L’Evangile répond à cette question de façon précise : ils sont remplis de joie. Notre psychologie contemporaine est un peu bousculée : comment pourraient-ils être en joie à ce moment où il leur faut faire le deuil de la présence du ressuscité ? Et L’Evangile insiste, ils étaient sans cesse dans le Temple à bénir Dieu.
Louange, bénédiction, joie. Voilà donc la tonalité de ce jour et de cette fête, tonalité qui doit contraster avec le sentiment de l’absence, de la disparition du Christ, de son Corps ressuscité. Scrutons et mettons nous au diapason de ces motifs de joie en ce jour. En voici deux et un troisième.

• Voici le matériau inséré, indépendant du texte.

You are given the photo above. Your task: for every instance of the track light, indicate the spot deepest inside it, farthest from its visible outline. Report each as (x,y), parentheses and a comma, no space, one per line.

La joie de la présence. « Je suis avec vous tous les jours jusqu’à la fin des temps » dit-il dans l’Evangile selon saint Matthieu. Dans le corps physique de Jésus de Nazareth, dans le corps glorieux du Ressuscité, dans le Corps mystique de l’Eglise, dans le corps sacramentel de l’Eucharistie, sa présence est source de joie. Ces modes de présence nous déconcertent parce qu’ils touchent différemment notre sensibilité humaine de chair et de sang. Evidemment nous serions prêt à courir si l’on nous disait « il est ici ! » ou « il est là ! ». La joie n’appartiendrait alors qu’à son retour dans la gloire. L’Eglise ne serait qu’en deuil en attente éplorée de la fin des temps. Déjà avec la scène des disciples d’Emmaüs, nous voici prévenus, toute trace de sa présence est source de joie. Il s’agit donc de discerner ces traces, ces signes. Et le sacrement vient au secours de notre cécité, de nos aveuglements. On nous dit qu’il est là. Il s’agit de le croire, pour notre joie.
La joie de sa promesse. Le Christ disparaît des yeux des apôtres en assurant qu’ils recevront la force d’en haut. La force d’en-haut, pas celle de la guerre des étoiles avec son côté obscur ou son côté lumineux, mais la présence personnelle de l’Esprit Saint. Pour tout Juif contemporain du Chris, mais pour tout disciple du Christ, Dieu est une promesse. Promesse de vie, promesse joie, promesse de bonheur, promesse d’un chemin de béatitudes. Cette promesse est une joie, parce qu’il y a une joie inouïe à entrer dans l’espérance que cette promesse se réalisera. Et regardez bien dans la suite du texte, comme dans le début du livre des Actes des Apôtres comment l’attente de l’esprit Saint, dans cette neuvaine qui les sépare de la Pentecôte, est assortie d’une joie indicible. Joie de la prière au Temple, joie de se rassembler au Cénacle autour de marie, joie d’agréger Matthias au groupe des Douze.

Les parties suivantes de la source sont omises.